Hand Detection with YOLOv8

Archived Project

This project is no longer actively maintained but remains available for reference and use. The code is stable and functional as of the last update.

I want to share my method for building a Hand and Wrist detector that uses images of hands and has a model size of less than 6MB and an inference time of about 10ms on CPU. I thought of choosing one of these two object detection algorithms:

Faster RCNN, which is a two-stage algorithm that first proposes potential regions of interest using a region proposal network (RPN) and then classifies and refines these proposals, and YOLO, which is a one-stage object detection algorithm that provides real-time detection capabilities and is faster than RCNN for edge device computation.

Project Motivation

My goal was to create a system that can augment images of tattoos, jewelry, watches, or wristbands, on the detected region of a hand or wrist. I chose the YOLO algorithm because it is suitable for object detection on edge devices.
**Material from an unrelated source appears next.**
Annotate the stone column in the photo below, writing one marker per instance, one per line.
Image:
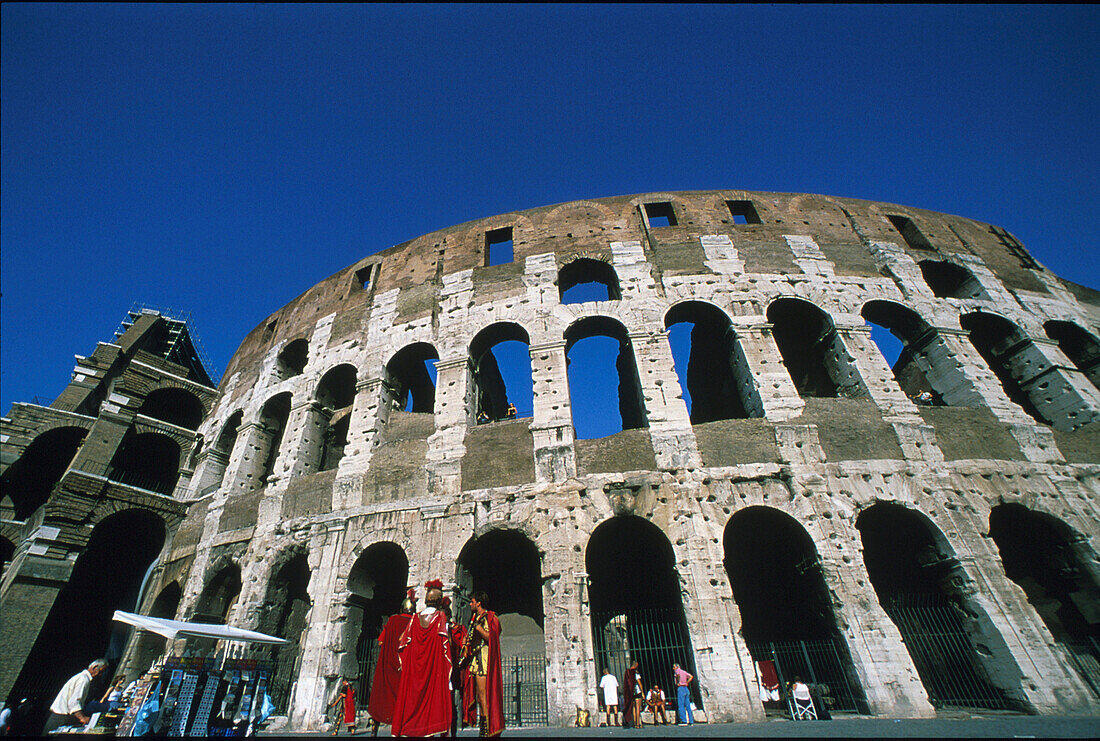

I had previously used semantic segmentation with PyTorch Detectron2, but the model size was too large for my purpose. I needed a small model that could be deployed on cloud or edge devices.

Technical Implementation

I used the YOLOv8 model and PyTorch for this project. I trained the model on hand and wrist data that I labeled using LabelImg in YOLO format. The model takes an image as input and returns the image with a bounding box and a class label for the detected hand and wrist.

Dataset and Training

The dataset had 853 images with hand and wrist bounding box annotations. I split the dataset into 597 training images, 171 validation images, and 85 test images. I used data augmentation techniques such as rotation, translation, scaling, perspective transform, flipping, and cropping to enhance the image quality and generalization. I trained the model for 100 epochs with a batch size of 8 on a 3070 Ti GPU. The training took about 30 minutes.

YOLOv8 Architecture

My primary choice for this project was the YOLO (You Only Look Once) architecture, which is known for its fast and efficient object detection performance, making it suitable for edge device computation. YOLOv8 is an anchor-free model that abandons the previous anchor-based approach and directly predicts the object center, reducing the number of box predictions and speeding up the non-maximum suppression (NMS) step.

I initialized the model with pre-trained weights from ultralytics and optimized its performance by setting the initial learning rate to lr0 = 0.01, the momentum to 0.937, and applying weight decay to prevent overfitting and promote generalization. It uses VFL Loss from VarifocalNet and DFL Loss + CIOU Loss as categorical loss.

Training results showing model performance metrics

Results and Performance

The model achieved mean average precision (mAP50-95) of 0.8663, which means that it correctly detected 86.63% of the objects in the images. The model also achieved high precision (0.9991) and recall (0.9872).